Saudi Arabia, Kuwait and the UAE each offered $4 billion (3.8 billion euros) in investment aid for the project.
Speaking to the BBC, Alabbar said, “It is a wonderful opportunity to be able to design something from scratch, and to design it keeping in mind the needs of the Egyptian people and the Egyptian government.”
He told Egyptian TV that the aim of the new capital is to gather together government institutions, embassies, and to introduce residential units that would serve all social classes.
The project will also include a major tourist tower, which will not be residential and is said to be similar in shape to the Eiffel Tower in Paris, Alabbar confirmed.
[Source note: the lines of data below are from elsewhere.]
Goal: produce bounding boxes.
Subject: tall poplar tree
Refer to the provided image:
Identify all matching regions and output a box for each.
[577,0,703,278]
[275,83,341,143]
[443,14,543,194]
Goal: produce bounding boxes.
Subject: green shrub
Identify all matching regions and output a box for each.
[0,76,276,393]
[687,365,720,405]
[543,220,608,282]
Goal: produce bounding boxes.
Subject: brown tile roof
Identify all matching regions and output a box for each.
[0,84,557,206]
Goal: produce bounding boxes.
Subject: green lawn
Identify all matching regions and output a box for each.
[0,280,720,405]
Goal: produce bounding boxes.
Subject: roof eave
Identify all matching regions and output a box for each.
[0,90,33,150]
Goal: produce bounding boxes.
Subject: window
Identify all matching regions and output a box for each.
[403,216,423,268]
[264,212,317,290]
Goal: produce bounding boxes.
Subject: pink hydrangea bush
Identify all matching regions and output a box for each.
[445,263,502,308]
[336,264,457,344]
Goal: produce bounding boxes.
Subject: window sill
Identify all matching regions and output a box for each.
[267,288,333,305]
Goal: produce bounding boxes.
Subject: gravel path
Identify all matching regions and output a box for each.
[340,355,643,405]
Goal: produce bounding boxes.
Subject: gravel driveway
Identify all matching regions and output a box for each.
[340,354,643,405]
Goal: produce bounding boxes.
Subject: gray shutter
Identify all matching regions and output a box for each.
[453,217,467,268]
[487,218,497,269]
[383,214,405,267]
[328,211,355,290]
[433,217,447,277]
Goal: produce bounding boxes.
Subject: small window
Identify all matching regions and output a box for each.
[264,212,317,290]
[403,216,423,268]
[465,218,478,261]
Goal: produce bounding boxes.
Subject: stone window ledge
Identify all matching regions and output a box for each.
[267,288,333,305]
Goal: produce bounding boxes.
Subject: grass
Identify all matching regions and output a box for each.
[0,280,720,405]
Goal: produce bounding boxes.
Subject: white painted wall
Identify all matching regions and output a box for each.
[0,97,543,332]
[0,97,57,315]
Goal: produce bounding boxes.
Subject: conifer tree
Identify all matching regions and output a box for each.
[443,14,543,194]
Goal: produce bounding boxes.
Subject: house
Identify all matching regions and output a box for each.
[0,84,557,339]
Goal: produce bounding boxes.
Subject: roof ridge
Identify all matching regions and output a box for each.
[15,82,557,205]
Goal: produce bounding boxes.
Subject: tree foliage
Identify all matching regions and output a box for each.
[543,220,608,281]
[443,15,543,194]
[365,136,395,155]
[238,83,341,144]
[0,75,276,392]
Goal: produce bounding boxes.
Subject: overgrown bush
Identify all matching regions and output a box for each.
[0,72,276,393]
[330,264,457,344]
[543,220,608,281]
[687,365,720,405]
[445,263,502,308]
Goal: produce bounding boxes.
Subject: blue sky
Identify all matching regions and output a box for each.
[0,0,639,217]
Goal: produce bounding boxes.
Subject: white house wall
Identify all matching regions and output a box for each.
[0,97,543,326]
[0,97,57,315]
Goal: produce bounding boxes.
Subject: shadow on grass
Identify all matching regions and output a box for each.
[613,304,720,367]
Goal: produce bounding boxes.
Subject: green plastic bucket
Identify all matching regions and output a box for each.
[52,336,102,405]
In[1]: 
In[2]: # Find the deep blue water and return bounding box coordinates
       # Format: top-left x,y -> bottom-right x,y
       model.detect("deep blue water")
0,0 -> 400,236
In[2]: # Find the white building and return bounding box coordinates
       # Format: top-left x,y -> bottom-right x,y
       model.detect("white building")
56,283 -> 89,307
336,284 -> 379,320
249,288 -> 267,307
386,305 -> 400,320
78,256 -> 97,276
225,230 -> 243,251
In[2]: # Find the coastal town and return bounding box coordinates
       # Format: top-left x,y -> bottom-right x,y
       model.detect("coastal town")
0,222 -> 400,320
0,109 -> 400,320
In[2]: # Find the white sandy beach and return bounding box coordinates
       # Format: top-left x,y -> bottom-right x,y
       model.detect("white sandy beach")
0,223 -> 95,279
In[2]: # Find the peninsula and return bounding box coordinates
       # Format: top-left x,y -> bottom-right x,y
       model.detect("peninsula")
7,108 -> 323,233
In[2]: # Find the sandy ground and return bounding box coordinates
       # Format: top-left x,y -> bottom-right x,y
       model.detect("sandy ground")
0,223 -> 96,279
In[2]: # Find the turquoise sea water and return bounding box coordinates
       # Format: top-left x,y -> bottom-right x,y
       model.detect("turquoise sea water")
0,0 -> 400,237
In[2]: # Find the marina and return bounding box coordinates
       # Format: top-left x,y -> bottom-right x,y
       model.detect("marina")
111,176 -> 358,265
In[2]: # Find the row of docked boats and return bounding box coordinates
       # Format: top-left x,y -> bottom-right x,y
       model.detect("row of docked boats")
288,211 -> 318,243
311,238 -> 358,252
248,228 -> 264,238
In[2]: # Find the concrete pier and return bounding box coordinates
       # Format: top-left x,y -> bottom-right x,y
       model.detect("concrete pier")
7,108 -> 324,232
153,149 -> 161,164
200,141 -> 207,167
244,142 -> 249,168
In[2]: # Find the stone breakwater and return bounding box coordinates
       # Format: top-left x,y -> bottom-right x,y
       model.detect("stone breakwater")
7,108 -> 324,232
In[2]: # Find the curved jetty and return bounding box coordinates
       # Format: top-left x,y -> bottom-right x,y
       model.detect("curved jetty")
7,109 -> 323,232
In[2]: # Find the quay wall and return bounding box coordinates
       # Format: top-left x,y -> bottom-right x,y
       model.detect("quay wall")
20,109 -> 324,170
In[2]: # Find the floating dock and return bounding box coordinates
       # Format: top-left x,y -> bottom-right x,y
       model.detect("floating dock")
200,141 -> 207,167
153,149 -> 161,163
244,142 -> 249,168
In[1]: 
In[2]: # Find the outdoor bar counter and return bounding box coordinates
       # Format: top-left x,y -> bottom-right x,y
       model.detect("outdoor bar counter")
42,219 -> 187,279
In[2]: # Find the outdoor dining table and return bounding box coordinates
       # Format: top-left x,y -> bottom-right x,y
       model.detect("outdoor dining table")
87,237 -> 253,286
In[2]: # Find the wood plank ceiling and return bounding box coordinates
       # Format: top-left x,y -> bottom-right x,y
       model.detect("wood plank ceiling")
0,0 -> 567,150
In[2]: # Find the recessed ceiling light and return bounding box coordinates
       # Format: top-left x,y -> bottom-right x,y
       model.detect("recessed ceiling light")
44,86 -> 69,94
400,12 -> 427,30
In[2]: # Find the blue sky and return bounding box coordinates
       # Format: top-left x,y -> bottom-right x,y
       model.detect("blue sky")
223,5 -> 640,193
The Eiffel Tower in Paris was built in 1889 as the entrance arch to that year's World's Fair. A replica of the Paris iconic landmark is also due to be built in Dubai as part of the Falconcity of Wonders project (pictured below). Announced in 2005, plans include life-size replicas of the seven wonders of the world, including the Egyptian pyramids, the Hanging Gardens of Babylon, and other famous monuments such as the Eiffel Tower, the Taj Mahal and the Leaning Tower of Pisa. It is a part of Dubailand but has been stalled as a result of the 2008 economic downturn, which saw property prices in Dubai fall by up to 60 percent and around half of project canceled or delayed.
In June 2013, it was announced that the work will be resumed but work unlikely to be completed before 2020.